> like making backups before undergoing production work
The specific part you mention also brings up a really vital part of a backup system, testing that the backups generated actually can restored.
I've seen so many companies with untested recovery procedures where most of the time they just state something like "Of course the built-in backup mechanism work, if it didn't, it wouldn't be much of a backup, would it? Haha" while never actually tried to recover from it.
Although, to be fair, I've only seen one time out of the untested 10s where it had an actual impact and the backups actually didn't work, but the morale hit that the company ended up having made my brain really remember the fact to test your backups.
>I have, on two occasions, discovered that my new place of employment had never tested the restore process and had broken daily backups.
Same same, it was with backupexec, once the daily backup-report said everything fine, so i made a restore on a vm (just to check) then a dry-run rsync with the prod Machine (Fileserver) and it wanted to transfer about 1TB of files, the last "real" backup was 2 year ago, turned out the backupexec-agent on the Fileserver was never updated and reported that the last backup was successful (the 2 yo that was).
>In this particular case, it isn't an issue of 'data loss' which could be recovered from good backups.
Do we know that they had good backups in this particular case? The fact that their systems are not yet back online makes me wonder if maybe they didn't.
> I have never encountered a business that does not require backups.
Me neither. But unfortunately the most I've encountered don't either have truly full backups (missing stuff), actually working backup process (some issue with backup media, process, etc.) or any idea how to actually restore if something does happen.
Almost no one does drills to restore backups to some test system.
I can't talk about the other cases, but I can tell about one small startup I joined a long ago. The worst one. They did backups on a 3-disk RAID-5 server... with one disk broken and one with SMART warnings. Their backup process also failed to backup anything with too long path names, so in reality almost half of the data was actually missing! There was also some unicode issue that lost files with characters above 128 ASCII.
My first days went to just actually ensuring their data is backed up...
> even then it could still just stop working one day
This is where automated testing helps. My mail server has a sister VM out in the wild that once a day picks up the latest backup from the offsite-online backups and restores it, sending me a copy of the last message received according to the data in that backup. If I don't get the message, restoring the backup failed. If the message looks too old then making or transferring the backup failed.
My source control services and static web servers do something similar. None of the shadow copies are available to the world, though I can see them via VPN to perform manual check occasionally and if something nasty happens they are only a few firewall and routing rules away from being used as DR sites (they are slower as in their normal just-testing-the-backups operation they don't need nearly the same resources as the live copies, but slow is better than no!).

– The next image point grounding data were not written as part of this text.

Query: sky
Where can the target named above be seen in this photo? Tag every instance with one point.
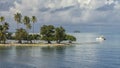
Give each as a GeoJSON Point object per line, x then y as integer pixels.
{"type": "Point", "coordinates": [83, 15]}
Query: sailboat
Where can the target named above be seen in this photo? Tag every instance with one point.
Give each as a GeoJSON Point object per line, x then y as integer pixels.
{"type": "Point", "coordinates": [100, 38]}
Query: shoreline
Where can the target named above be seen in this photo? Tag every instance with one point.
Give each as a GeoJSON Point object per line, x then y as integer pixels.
{"type": "Point", "coordinates": [40, 44]}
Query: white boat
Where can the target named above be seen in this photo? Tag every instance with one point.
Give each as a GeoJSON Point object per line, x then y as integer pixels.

This won't catch everything of course, but it catches many things that not doing it would not. The time spent maintaining the automation (which itself could have faults of course) is time well spent if done intelligently. For a system as large in scale as GitLabs then a full restore daily is probably not practical so a more selective heuristic will need to be chosen if you are operating at such a scale. My arrangement still needs some manual checking and sometimes I'm too busy or just forget, so again it isn't perfect, but the risk of making it more clever and inviting failure that way is at this point worse than the risk of my being lazy at exactly the wrong time.
One thing my arrangement doesn't test is point-in-time restores (because sometimes the problem happened last week, so last night's backup is no use) but there is a limit to how much you can practically do.
> The problem of restoring non-existing backups should be treated as a more serious problem in our industry
It is by people that care about it, but not enough people care, and too many people see the resources needed to get it right as an expense rather than an investment for future mental health.
It isn't just non-existent backups. Any backup arrangement could be subject to corruption either through hardware fault, process fault, or deliberate action (the old "they hacked us and took out our backups too" - I really must get around to publishing my notes on soft-offline backups...).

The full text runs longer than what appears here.